Completely amoral, it seemed to be connected to people in power throughout the world. It was the ultimate expression of the dark side of strategies purportedly designed to help people and produce peace and security. The funding for BCCI had, since its inception, come from ordinary people in developing countries, particularly in the form of remissions from guest workers, such as Pakistanis and Filipinos working in Persian Gulf countries. When it collapsed, literally millions of BCCI patrons, scattered throughout the developing world, suffered, and many lost their life savings.

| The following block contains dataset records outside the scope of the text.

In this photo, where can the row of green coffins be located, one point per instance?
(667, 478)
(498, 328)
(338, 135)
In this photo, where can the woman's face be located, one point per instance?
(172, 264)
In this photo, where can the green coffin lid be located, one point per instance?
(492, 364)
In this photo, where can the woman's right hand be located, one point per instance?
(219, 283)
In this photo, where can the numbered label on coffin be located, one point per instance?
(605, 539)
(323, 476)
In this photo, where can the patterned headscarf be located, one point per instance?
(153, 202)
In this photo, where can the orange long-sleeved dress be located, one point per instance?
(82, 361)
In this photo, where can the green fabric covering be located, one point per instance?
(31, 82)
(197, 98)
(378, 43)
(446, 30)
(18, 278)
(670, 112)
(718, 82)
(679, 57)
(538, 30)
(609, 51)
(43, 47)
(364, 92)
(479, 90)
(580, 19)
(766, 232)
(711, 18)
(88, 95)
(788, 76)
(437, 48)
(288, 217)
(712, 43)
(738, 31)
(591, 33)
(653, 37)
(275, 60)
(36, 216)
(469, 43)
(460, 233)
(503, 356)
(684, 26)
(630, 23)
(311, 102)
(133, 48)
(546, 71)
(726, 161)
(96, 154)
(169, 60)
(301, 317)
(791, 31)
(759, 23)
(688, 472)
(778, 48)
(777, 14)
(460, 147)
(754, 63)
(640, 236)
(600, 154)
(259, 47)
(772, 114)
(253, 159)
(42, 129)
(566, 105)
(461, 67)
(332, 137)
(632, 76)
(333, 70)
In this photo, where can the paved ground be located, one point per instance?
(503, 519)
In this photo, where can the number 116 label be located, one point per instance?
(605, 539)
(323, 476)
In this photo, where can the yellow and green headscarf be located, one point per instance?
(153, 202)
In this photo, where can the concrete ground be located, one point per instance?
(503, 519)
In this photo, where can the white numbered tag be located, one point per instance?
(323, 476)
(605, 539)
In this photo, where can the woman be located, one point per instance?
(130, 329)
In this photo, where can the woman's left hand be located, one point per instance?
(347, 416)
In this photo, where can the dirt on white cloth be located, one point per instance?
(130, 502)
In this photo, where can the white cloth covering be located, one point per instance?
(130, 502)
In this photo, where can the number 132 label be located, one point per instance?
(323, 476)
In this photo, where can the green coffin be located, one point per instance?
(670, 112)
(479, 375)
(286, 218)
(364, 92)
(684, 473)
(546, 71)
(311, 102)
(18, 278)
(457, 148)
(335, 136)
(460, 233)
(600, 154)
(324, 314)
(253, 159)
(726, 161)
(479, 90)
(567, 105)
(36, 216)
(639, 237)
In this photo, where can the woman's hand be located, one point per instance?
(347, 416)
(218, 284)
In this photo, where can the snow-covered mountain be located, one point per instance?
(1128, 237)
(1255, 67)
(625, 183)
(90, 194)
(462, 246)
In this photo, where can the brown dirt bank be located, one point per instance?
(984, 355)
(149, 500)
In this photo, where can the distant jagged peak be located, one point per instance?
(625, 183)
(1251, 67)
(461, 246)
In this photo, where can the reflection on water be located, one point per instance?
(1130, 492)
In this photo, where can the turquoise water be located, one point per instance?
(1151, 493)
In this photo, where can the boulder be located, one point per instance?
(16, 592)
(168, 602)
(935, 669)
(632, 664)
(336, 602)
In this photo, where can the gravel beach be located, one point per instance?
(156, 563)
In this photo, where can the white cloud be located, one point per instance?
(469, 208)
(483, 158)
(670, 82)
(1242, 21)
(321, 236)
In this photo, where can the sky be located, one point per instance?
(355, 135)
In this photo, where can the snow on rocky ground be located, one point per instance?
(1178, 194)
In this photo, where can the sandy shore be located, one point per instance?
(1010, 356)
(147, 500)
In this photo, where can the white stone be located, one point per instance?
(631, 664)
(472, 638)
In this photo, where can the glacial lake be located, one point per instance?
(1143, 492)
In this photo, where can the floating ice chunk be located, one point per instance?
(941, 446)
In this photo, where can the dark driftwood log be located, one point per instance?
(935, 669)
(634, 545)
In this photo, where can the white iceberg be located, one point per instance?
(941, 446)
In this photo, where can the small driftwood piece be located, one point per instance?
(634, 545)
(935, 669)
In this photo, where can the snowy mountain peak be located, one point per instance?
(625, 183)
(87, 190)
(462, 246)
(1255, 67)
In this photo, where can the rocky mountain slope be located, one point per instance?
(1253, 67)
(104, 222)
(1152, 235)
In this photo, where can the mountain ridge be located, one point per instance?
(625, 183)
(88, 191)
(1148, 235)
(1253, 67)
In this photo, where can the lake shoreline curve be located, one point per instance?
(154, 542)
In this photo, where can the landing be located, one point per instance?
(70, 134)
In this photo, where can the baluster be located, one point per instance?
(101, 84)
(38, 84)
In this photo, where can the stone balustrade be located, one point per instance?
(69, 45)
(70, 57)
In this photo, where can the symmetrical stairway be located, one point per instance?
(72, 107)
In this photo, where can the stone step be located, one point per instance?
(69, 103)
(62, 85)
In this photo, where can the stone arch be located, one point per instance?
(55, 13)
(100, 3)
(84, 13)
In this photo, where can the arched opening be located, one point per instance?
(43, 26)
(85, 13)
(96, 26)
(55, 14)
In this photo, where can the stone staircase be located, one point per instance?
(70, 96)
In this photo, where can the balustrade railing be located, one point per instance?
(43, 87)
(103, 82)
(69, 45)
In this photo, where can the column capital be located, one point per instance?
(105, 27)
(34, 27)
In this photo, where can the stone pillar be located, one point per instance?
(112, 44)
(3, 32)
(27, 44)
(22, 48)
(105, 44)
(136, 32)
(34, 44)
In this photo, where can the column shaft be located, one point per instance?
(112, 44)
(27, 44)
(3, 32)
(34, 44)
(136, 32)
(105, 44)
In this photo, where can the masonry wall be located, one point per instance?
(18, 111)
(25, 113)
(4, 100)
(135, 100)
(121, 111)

Starting in 1988, during Poppy Bush's last year as vice president and continuing through his presidency, a handful of investigators and prosecutors - notably Manhattan District Attorney Robert Morgenthau and Senator John Kerry - got on the trail of this syndicate. Although they met mysterious resistance from he highest levels of the Reagan-Bush and Poppy Bush administrations, by 1991 they managed to persuade British banking authorities to spearhead a global raid that brought the bank's activities to a halt. The Manhattan District Attorney's Office told the Bank of England, directly and indirectly, that it would be seeking to indict the London-based BCCI for operating as a Ponzi scheme. The Bank of England recognized that a New York indictment would precipatate a run on the bank, with an unfair distribution of bank assets to the first people who could withdraw their funds and nothing for the rest. To prevent that, the Bank of England, working with authorities in other countries, closed BCCI worldwide.

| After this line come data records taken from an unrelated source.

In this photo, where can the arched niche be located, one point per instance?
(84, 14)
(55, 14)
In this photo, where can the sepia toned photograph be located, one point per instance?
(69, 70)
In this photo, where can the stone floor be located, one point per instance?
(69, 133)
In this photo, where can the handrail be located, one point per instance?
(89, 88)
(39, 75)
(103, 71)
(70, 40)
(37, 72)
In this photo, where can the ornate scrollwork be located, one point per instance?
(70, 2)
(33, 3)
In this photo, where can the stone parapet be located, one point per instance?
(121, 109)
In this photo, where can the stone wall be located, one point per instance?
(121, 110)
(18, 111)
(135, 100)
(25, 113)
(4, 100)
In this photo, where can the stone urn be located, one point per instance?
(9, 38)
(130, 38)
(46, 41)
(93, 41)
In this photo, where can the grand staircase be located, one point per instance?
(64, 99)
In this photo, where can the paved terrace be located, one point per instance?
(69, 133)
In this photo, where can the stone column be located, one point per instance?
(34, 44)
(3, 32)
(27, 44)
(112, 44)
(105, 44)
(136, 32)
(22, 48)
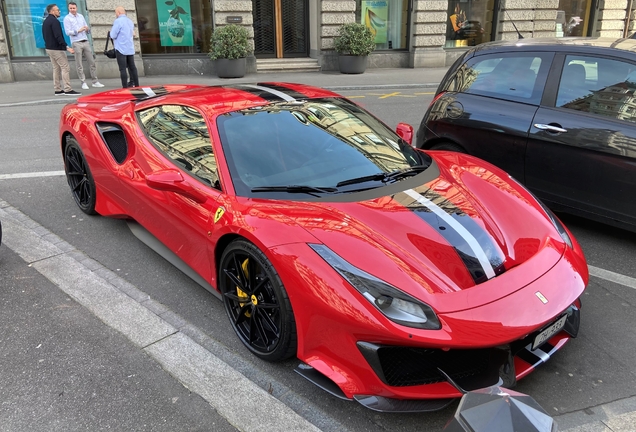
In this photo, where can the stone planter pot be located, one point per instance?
(352, 64)
(230, 68)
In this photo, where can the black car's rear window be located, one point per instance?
(519, 77)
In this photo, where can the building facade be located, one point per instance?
(172, 36)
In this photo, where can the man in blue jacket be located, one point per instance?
(122, 34)
(56, 49)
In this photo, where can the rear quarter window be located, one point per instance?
(517, 77)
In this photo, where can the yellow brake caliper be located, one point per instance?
(242, 295)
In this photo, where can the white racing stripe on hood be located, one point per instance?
(474, 245)
(149, 91)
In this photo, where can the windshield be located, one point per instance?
(320, 143)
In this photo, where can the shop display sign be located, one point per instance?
(175, 23)
(374, 15)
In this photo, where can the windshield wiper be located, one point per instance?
(311, 190)
(386, 177)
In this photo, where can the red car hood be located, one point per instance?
(467, 238)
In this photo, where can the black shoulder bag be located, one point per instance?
(110, 53)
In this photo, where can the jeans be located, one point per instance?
(127, 61)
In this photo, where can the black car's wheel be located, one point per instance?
(448, 146)
(256, 302)
(79, 177)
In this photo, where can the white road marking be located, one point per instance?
(31, 175)
(618, 278)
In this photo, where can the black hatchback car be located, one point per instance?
(558, 114)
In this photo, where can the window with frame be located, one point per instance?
(599, 86)
(519, 77)
(181, 133)
(469, 22)
(387, 20)
(24, 25)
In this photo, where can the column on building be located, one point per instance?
(6, 73)
(334, 13)
(237, 8)
(429, 34)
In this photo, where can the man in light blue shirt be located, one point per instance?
(76, 28)
(122, 35)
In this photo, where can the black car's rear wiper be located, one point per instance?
(311, 190)
(386, 177)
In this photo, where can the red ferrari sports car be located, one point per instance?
(398, 277)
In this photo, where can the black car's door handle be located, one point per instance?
(550, 128)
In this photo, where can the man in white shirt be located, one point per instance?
(76, 28)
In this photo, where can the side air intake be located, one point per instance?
(115, 140)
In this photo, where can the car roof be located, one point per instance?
(224, 98)
(581, 45)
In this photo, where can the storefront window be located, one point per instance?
(469, 22)
(572, 18)
(174, 26)
(387, 20)
(24, 25)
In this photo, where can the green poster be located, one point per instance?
(175, 23)
(374, 16)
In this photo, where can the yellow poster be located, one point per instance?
(374, 16)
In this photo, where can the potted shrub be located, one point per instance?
(353, 44)
(228, 48)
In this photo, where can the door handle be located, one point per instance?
(550, 128)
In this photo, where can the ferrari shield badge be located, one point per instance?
(541, 297)
(219, 213)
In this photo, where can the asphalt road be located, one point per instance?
(590, 374)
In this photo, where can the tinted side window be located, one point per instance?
(181, 134)
(599, 86)
(514, 77)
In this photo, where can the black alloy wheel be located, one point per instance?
(79, 177)
(256, 302)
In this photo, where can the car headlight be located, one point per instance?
(555, 220)
(396, 305)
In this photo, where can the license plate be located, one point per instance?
(549, 332)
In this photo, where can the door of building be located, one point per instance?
(281, 28)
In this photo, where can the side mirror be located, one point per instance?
(405, 131)
(172, 181)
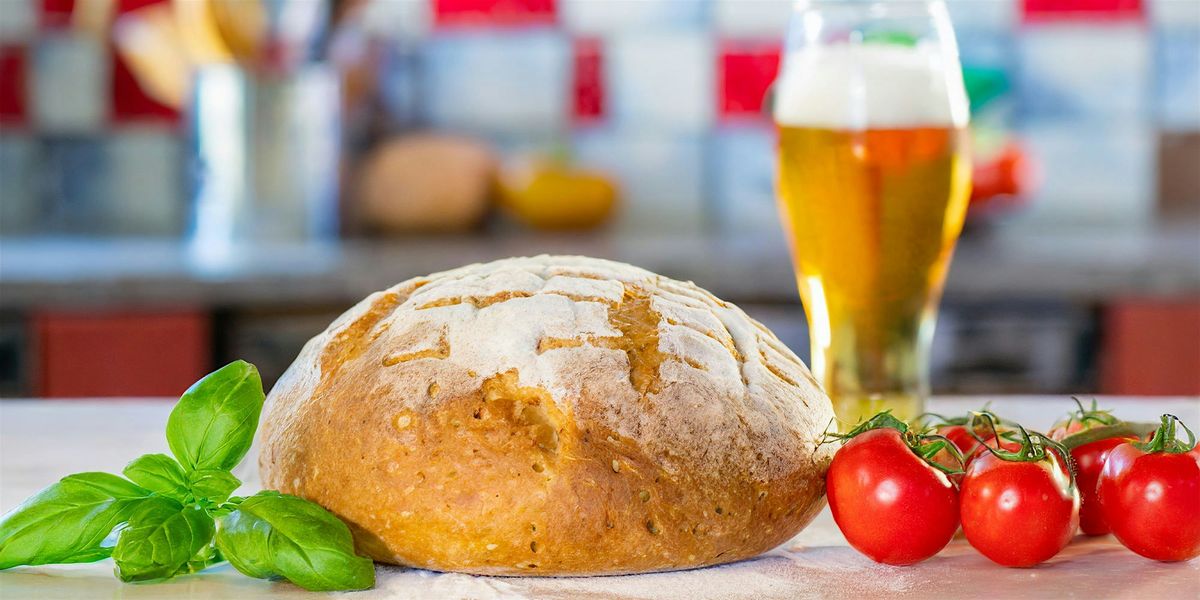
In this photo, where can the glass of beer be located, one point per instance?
(874, 178)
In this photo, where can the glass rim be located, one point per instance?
(876, 7)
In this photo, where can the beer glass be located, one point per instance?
(874, 178)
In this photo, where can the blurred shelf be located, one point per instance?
(1090, 265)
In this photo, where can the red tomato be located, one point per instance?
(1018, 514)
(1089, 461)
(1152, 501)
(888, 502)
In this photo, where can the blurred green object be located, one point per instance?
(984, 84)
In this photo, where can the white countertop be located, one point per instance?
(43, 441)
(1007, 262)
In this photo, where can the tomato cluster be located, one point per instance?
(899, 493)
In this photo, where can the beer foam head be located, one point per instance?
(859, 87)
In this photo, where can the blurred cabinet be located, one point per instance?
(106, 354)
(270, 337)
(1151, 347)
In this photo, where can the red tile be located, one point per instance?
(131, 103)
(12, 84)
(55, 13)
(1081, 10)
(124, 6)
(745, 71)
(1151, 347)
(105, 354)
(454, 13)
(588, 81)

But the complicity of high officials in the United States and elsewhere, in at least some aspects of BCCI's operations, was never fully exposed, as inquiry after inquiry hit walls where supposed "national security" interests were involved. BCCI had aided CIA, British MI-6, the Israeli Mossad, Saudi and Iranian intelligence together with the North Koreans, the Chinese, and above all the Pakistani military, and all parties were afraid that their own secrets would be compromised.

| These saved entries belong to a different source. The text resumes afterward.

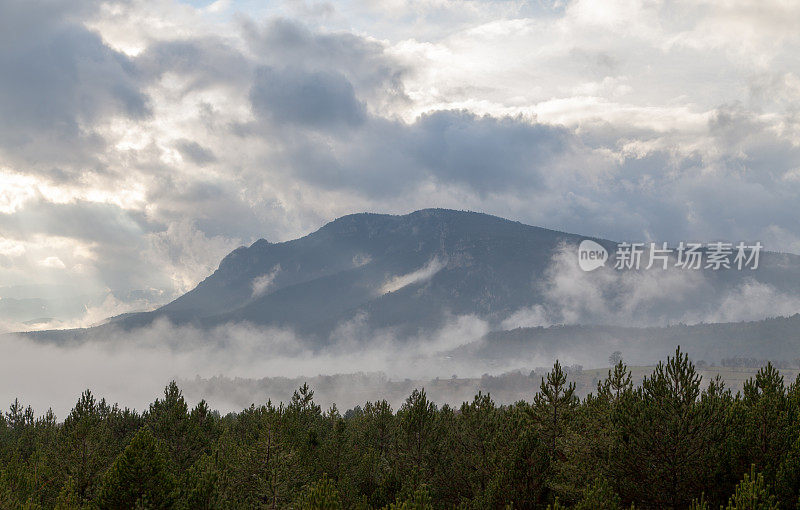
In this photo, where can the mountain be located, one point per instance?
(406, 272)
(409, 274)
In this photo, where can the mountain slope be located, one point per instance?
(409, 273)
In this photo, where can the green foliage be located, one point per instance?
(752, 493)
(420, 499)
(139, 478)
(321, 495)
(599, 496)
(668, 442)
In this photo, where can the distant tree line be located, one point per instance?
(744, 362)
(670, 442)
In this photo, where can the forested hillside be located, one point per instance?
(672, 441)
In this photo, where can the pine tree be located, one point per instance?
(321, 495)
(669, 434)
(555, 399)
(752, 493)
(140, 476)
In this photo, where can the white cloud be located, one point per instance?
(422, 274)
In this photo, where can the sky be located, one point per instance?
(141, 141)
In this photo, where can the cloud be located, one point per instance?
(261, 284)
(140, 131)
(58, 80)
(316, 100)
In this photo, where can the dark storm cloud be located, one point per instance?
(56, 79)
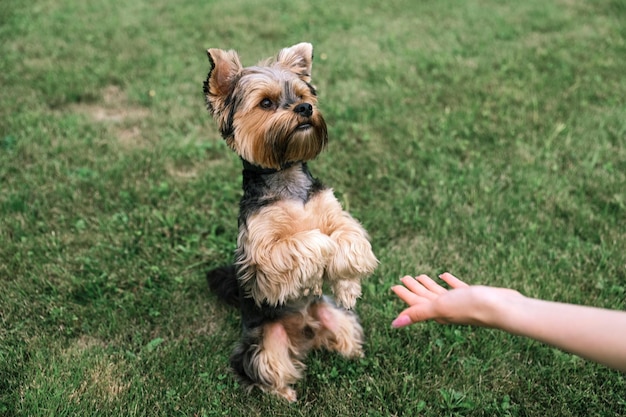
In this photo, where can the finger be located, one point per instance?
(417, 288)
(452, 281)
(406, 295)
(415, 314)
(431, 285)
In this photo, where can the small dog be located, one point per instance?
(293, 234)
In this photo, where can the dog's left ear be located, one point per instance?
(298, 59)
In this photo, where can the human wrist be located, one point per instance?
(496, 306)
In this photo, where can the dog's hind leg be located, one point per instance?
(267, 359)
(339, 329)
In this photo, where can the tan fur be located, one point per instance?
(294, 236)
(286, 342)
(292, 247)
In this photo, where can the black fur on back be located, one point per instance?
(223, 283)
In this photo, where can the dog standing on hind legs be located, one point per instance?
(294, 237)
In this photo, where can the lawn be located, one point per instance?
(482, 137)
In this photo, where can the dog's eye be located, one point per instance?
(266, 103)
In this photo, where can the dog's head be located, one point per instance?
(267, 113)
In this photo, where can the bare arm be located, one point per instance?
(592, 333)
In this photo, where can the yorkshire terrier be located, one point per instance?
(294, 235)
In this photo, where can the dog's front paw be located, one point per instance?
(346, 293)
(353, 259)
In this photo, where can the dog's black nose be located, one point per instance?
(304, 109)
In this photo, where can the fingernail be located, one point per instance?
(401, 321)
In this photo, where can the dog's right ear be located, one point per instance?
(225, 68)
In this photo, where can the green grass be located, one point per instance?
(487, 138)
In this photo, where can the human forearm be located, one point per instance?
(592, 333)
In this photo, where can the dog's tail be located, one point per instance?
(223, 283)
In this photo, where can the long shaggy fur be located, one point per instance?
(294, 237)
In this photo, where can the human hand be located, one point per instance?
(463, 304)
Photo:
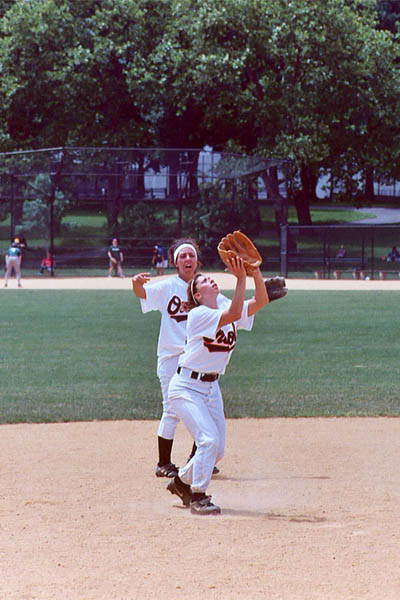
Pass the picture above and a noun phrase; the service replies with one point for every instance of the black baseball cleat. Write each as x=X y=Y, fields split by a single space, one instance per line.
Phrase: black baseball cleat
x=177 y=487
x=168 y=470
x=204 y=506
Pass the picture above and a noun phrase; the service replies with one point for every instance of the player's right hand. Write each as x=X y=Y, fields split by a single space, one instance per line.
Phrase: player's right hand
x=141 y=278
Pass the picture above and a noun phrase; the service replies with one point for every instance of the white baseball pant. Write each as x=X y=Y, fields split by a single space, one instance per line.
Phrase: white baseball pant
x=166 y=368
x=13 y=263
x=200 y=407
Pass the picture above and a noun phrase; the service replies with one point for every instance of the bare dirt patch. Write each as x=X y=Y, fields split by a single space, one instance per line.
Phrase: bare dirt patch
x=309 y=510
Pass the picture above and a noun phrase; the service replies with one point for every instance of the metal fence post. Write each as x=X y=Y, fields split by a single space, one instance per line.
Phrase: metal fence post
x=284 y=257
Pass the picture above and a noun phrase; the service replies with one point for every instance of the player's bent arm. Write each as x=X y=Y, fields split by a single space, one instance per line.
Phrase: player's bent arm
x=138 y=282
x=234 y=312
x=260 y=297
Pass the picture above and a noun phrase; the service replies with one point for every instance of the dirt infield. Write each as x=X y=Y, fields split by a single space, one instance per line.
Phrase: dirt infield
x=309 y=507
x=309 y=511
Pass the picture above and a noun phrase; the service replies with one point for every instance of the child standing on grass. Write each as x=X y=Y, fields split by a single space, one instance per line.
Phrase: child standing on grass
x=194 y=392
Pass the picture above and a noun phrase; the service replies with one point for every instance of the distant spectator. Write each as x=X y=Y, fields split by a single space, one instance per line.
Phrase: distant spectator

Robert Mueller, chief of the Justice Department's criminal division under Poppy (and later FBI director under "W"), failed to establish any high-level governmental culpability - though BCCI could never have functioned without protection at the highest levels. Had Mueller looked at what his own investigators had found, he might have discovered the identity of one such enabler: William Casey, who was CIA director during the Reagan-Bush administration. According to reporters . . . Casey had met regularly with Abedi, the founder and de facto head of BCCI. Casey allegedly struck a deal in which BCCI would serve as a major conduit for covert operations - that is, a way to wash the hundreds of millions in funds that were not authorized by Congress or the American people for use in Afghanistan, Central America, and elsewhere. The Senate Committee investigating CIA-BCCI ties also found evidence of meetings between Casey and Abedi.

One of the figures implicated in BCCI's activities in the United States was its largest shareholder, none other than Jim Bath's partner Khalid bin Mahfouz. Mahfouz ended up paying $225 million to settle fraud allegations in 1993 as part of a deal in which New York state dropped criminal charges. Mahfouz's own Saudi bank, National Commercial Bank, was barred from operating in the United States.

Nothing, however, was made ever made of the Bush connection to all this. Mahfouz's ties to Jim Bath were not raised, and therefore, neither was Bath's connection to the Bush family. It is worth noting that the Treasury Department official responsible for scrutinizing BCCI's affairs in the Reagan-Bush administration was assistant secretary for enforcement John M. Walker, Jr. - who happened to be Poppy's cousin.

Please read this book. You will never regret this decision. Suzan ____________________

2 comments:

Commander Zaius said...

Hell, I read once where Prescott Bush was in on a possible coup attempt against FDR during the Depression.

Cirze said...

Thanks, Liberality!

When I first saw your blog I thought, "Dang! Why didn't I think of that nom de plume?"

BB, you and me both. And I'm getting ready to blow the lid on some of their other accomplishments!